Saturday, July 11, 2009

Money & Business

What's Behind the Stock Market Plunge

By Paul J. Lim
Posted 2/28/07

Q: What caused Tuesday's stock market plunge?

A: Many investors are blaming yesterday's sell-off on China's market meltdown. On Tuesday, the Shanghai stock index lost nearly 9 percent of its value, as the government hinted that it wanted to find ways to curtail the huge amount of speculation in its stock market. This explains why some are referring to yesterday's stock slide as the "China Syndrome" or "the Shanghai Surprise."

But China was only one of many drivers that pushed stocks lower.

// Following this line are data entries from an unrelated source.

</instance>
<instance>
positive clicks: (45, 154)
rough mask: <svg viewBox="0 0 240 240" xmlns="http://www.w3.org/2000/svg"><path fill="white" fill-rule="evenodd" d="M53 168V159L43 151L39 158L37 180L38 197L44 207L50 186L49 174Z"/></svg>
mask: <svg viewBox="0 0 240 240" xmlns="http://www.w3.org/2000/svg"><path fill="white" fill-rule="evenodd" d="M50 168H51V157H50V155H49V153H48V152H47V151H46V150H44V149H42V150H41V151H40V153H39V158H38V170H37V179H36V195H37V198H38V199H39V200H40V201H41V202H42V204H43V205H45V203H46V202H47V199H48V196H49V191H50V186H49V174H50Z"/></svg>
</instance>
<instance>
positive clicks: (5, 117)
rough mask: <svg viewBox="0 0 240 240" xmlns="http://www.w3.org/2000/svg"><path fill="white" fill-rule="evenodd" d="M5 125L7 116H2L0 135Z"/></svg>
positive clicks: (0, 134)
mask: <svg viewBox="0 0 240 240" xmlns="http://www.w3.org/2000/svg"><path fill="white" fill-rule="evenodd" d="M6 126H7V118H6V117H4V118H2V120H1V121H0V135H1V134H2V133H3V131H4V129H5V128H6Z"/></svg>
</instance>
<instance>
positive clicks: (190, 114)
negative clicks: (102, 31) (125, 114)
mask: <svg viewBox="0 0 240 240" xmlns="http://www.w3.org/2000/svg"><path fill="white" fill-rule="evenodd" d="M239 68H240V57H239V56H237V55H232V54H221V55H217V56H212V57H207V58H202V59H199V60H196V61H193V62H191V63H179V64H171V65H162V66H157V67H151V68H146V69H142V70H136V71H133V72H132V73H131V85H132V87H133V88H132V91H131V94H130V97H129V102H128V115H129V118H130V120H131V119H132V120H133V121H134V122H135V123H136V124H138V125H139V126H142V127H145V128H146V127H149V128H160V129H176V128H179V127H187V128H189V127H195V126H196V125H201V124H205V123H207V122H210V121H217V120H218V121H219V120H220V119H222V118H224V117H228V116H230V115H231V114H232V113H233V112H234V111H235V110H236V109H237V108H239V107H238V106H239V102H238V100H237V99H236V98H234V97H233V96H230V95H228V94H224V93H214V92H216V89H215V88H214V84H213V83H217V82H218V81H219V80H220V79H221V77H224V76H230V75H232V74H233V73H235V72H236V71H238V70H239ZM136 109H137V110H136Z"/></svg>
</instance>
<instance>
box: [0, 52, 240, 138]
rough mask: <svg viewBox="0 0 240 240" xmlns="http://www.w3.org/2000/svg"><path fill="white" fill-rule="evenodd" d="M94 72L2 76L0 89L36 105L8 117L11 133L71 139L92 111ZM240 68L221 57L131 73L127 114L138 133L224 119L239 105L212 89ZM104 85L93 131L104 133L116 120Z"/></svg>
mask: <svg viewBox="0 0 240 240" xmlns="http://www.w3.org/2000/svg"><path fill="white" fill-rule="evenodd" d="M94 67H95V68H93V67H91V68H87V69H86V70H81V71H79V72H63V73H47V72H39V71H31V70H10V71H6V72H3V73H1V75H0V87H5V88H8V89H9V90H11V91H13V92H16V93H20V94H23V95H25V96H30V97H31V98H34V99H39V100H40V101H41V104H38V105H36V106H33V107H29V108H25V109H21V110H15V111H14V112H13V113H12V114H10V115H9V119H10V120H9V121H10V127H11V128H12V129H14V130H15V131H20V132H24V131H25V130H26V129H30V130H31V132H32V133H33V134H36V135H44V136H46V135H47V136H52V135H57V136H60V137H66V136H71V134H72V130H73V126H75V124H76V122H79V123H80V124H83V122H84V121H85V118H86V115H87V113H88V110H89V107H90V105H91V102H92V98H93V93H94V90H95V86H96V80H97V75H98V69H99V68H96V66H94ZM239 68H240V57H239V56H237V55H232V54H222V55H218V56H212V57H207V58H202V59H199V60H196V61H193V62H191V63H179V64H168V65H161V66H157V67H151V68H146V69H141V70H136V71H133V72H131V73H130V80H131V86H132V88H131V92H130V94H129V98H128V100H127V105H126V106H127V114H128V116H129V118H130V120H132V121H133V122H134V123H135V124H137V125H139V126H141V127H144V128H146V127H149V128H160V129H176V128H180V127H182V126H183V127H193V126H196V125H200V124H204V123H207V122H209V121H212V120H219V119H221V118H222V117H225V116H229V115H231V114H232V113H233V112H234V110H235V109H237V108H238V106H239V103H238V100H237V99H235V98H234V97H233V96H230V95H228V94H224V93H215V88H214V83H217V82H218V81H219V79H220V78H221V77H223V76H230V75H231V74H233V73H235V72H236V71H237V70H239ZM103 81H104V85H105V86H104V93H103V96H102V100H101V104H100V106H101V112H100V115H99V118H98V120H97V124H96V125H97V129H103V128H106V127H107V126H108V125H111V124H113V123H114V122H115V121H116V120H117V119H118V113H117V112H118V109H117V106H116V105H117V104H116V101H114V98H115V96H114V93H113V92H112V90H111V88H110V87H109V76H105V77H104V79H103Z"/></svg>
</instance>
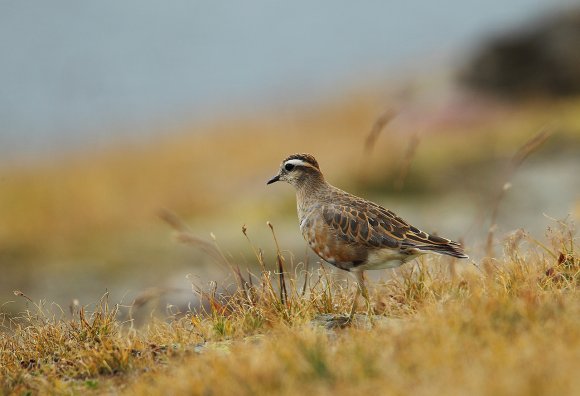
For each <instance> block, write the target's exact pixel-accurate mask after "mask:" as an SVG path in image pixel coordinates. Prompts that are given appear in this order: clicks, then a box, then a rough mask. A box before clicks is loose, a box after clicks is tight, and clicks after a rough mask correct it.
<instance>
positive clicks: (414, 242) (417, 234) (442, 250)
mask: <svg viewBox="0 0 580 396" xmlns="http://www.w3.org/2000/svg"><path fill="white" fill-rule="evenodd" d="M411 231H412V232H411V233H409V234H407V239H406V240H405V241H404V242H403V246H405V245H407V246H406V247H408V248H412V249H416V250H419V251H423V252H433V253H439V254H445V255H447V256H453V257H457V258H469V256H468V255H466V254H465V251H464V250H463V246H462V245H461V244H460V243H458V242H454V241H452V240H450V239H447V238H441V237H439V236H437V235H430V234H427V233H426V232H423V231H420V230H418V229H416V228H415V227H412V228H411Z"/></svg>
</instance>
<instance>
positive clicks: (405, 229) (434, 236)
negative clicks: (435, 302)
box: [266, 153, 468, 320]
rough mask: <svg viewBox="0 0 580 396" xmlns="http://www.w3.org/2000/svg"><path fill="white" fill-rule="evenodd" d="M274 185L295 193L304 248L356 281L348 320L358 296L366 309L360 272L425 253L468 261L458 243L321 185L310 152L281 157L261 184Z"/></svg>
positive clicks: (393, 264)
mask: <svg viewBox="0 0 580 396" xmlns="http://www.w3.org/2000/svg"><path fill="white" fill-rule="evenodd" d="M278 181H284V182H286V183H288V184H290V185H292V186H293V187H294V188H295V189H296V204H297V212H298V221H299V224H300V230H301V232H302V235H303V237H304V239H305V240H306V242H307V243H308V245H309V246H310V248H311V249H312V250H313V251H314V252H315V253H316V254H317V255H318V256H319V257H320V258H322V259H323V260H324V261H326V262H327V263H329V264H331V265H333V266H335V267H337V268H339V269H341V270H345V271H348V272H350V273H351V274H352V275H354V277H355V279H356V280H357V284H358V287H357V289H356V295H355V298H354V302H353V305H352V308H351V310H350V315H349V317H348V319H349V320H352V318H353V316H354V314H355V310H356V300H357V299H358V296H359V295H360V294H361V293H362V294H363V297H364V298H365V299H366V301H367V306H368V307H369V310H370V301H369V295H368V291H367V288H366V286H365V276H364V272H365V271H366V270H379V269H386V268H396V267H399V266H401V265H403V264H404V263H406V262H408V261H411V260H413V259H415V258H417V257H419V256H421V255H423V254H426V253H436V254H441V255H448V256H452V257H456V258H461V259H464V258H468V256H467V255H466V254H465V252H464V249H463V247H462V245H461V244H459V243H458V242H454V241H452V240H450V239H446V238H442V237H440V236H436V235H430V234H428V233H426V232H424V231H421V230H420V229H418V228H416V227H414V226H412V225H411V224H409V223H408V222H406V221H405V220H403V219H402V218H401V217H399V216H397V215H396V214H395V213H393V212H392V211H391V210H388V209H386V208H384V207H383V206H381V205H378V204H376V203H374V202H371V201H369V200H366V199H364V198H361V197H358V196H356V195H353V194H350V193H348V192H346V191H343V190H341V189H339V188H337V187H334V186H333V185H331V184H330V183H328V182H327V181H326V179H325V178H324V175H323V174H322V171H321V170H320V166H319V165H318V161H317V160H316V158H314V156H313V155H311V154H305V153H302V154H292V155H289V156H288V157H286V158H285V159H284V160H283V161H282V163H281V165H280V168H279V170H278V173H277V174H276V175H275V176H274V177H272V178H271V179H269V180H268V181H267V182H266V184H267V185H269V184H272V183H275V182H278Z"/></svg>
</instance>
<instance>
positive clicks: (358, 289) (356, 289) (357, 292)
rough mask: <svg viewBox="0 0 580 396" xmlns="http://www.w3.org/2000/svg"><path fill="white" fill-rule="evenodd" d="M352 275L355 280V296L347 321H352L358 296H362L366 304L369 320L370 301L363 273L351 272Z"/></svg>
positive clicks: (370, 316) (361, 272) (370, 310)
mask: <svg viewBox="0 0 580 396" xmlns="http://www.w3.org/2000/svg"><path fill="white" fill-rule="evenodd" d="M352 273H353V275H354V276H355V278H356V282H357V288H356V294H355V296H354V301H353V303H352V308H351V310H350V315H349V317H348V321H349V322H351V321H352V319H353V318H354V313H355V311H356V303H357V299H358V296H359V295H360V294H362V295H363V297H364V299H365V301H366V304H367V314H368V315H369V319H370V318H371V317H372V315H371V301H370V298H369V291H368V289H367V287H366V285H365V276H364V271H353V272H352Z"/></svg>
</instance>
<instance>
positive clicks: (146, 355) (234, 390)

After weeks of stabilizing, oil prices are again marching higher. Yesterday, crude oil prices climbed back above $61 a barrel. Meanwhile, the Commerce Department reported that new orders for durable goods fell a surprising 7.8 percent in January–signaling that the economy many not be as resilient as some think. This seemed to support fears that former Federal Reserve Chairman Alan Greenspan raised this week, when he hinted that the U.S. economy could still slip into recession sometime this year.

Finally, adding to the selling was another round of geopolitical uncertainty, as reports emerged that Vice President Dick Cheney may have been the target of an unsuccessful suicide bombing attack this week during his trip to Afghanistan.

How bad was the sell-off?

When you measure it based on points, it was terrible. The Dow Jones industrial average fell 416.02 points, marking the biggest one-day decline since Sept. 17, 2001. It was also the seventh-worst single-day performance for the Dow ever.

But you have to remember that the Dow is starting off from a much higher base–in fact, it was trading near record highs before the slide. So while 416 points sounds terrible, it wasn't that bad when measured in percentage terms. On that basis, the Dow fell 3.3 percent Tuesday, which was the worst performance since the days leading up to the war in Iraq in March 2003. And on percentage terms, this didn't even crack the top 250 worst trading days in history.

How did the market react this morning?

While Asian stocks generally slumped in reaction to yesterday's news, the good news was that stocks rebounded in mainland China today–and they appear to be rebounding slightly in the U.S. as well. The Dow Jones industrial average jumped more than 60 points at the open, as some bargain hunters came into the picture. Then, the benchmark index fell back to about even. But by around 10:45 a.m. EST, the Dow was back up more than 100 points.

Was there a silver lining to the market's decline?

Yes. The sell-off offers some investors a buying opportunity to get back into the market. After all, stock prices are 3 percent cheaper than they were a day ago. Investors must also keep in mind that stock prices aren't supposed to go straight up. In fact, bull market rallies are usually peppered with minor sell-offs and corrections that give investors time to rest–and re-enter the market at attractive prices.

In this way, market slides can be thought of as earthquakes. While no one wants to live through a quake, it's always better to experience a minor tremor rather than the big one. And just as small tremors alleviate pressure making large quakes less likely, modest sell-offs often embolden the bulls in a bull market.